The man was taken to Oslo University Hospital where he was to undergo surgery tomorrow for serious, but not life-threatening, injuries, police said. They described him as a Norwegian citizen of foreign origin, and with no apparent links to the Breivik trial. “Not as far as we know,” police spokeswoman Unni Turid Groendal said.

Nouni Mohsen, a witness who works in a restaurant across the street from the courthouse, told AP that police came in asking for water.

“I didn’t have anything but small bottles. They wanted to have a lot of water because there was much fire on his body,” Mohsen said.

Breivik has admitted to setting off a car bomb that killed eight people outside the government headquarters in Oslo and then killing 69 people in a shooting rampage at the Labor Party’s annual youth camp. The self-styled anti-Muslim militant has shown no remorse for the attacks, saying the victims had betrayed Norway by embracing multiculturalism.

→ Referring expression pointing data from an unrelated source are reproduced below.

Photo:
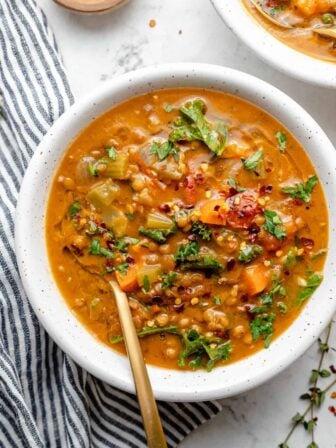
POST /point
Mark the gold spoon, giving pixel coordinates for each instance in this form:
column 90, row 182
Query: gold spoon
column 267, row 16
column 149, row 411
column 91, row 6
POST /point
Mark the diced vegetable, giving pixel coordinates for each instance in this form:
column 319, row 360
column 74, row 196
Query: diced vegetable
column 117, row 169
column 74, row 208
column 103, row 194
column 115, row 219
column 129, row 281
column 302, row 191
column 313, row 282
column 156, row 220
column 214, row 211
column 256, row 278
column 152, row 272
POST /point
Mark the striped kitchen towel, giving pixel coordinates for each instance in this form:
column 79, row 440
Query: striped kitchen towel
column 46, row 400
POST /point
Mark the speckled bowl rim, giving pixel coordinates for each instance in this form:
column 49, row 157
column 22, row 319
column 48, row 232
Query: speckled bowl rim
column 273, row 51
column 45, row 298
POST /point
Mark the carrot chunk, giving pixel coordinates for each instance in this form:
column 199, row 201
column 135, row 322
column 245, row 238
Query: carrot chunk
column 128, row 281
column 256, row 278
column 214, row 212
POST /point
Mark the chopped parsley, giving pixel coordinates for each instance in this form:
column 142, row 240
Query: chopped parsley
column 185, row 251
column 302, row 191
column 202, row 230
column 146, row 283
column 274, row 225
column 212, row 349
column 252, row 162
column 163, row 150
column 313, row 282
column 282, row 140
column 250, row 253
column 111, row 152
column 74, row 208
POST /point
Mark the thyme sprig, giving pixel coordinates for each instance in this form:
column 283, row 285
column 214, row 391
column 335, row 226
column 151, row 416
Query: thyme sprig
column 315, row 395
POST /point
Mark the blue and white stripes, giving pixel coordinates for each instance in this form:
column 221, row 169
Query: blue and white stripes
column 46, row 400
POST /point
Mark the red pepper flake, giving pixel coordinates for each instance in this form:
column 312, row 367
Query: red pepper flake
column 332, row 409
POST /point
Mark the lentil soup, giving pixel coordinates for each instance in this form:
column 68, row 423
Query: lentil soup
column 208, row 212
column 303, row 16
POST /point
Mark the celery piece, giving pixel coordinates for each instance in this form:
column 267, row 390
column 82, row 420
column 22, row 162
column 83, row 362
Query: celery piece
column 117, row 169
column 103, row 194
column 116, row 220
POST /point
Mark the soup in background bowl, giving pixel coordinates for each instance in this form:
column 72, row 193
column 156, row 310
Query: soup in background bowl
column 303, row 16
column 206, row 208
column 296, row 52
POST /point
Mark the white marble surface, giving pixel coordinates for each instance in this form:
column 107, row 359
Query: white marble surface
column 98, row 48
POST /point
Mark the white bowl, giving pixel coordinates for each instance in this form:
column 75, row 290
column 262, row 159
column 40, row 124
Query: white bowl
column 273, row 51
column 46, row 299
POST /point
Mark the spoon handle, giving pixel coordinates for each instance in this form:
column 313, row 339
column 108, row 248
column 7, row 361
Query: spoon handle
column 147, row 403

The self-immolation was the first incident outside the court since the trial began. Inside the court, an Iraqi man whose brother was killed in the massacre threw a shoe at Breivik on Friday, hitting one of Breivik’s defense lawyers. That incident briefly interrupted the proceedings, which had been conducted without disturbances until that point.

Prosecutors said the proceedings were not interrupted by the drama outside the courthouse Tuesday.

The trial is scheduled to run until the end of June.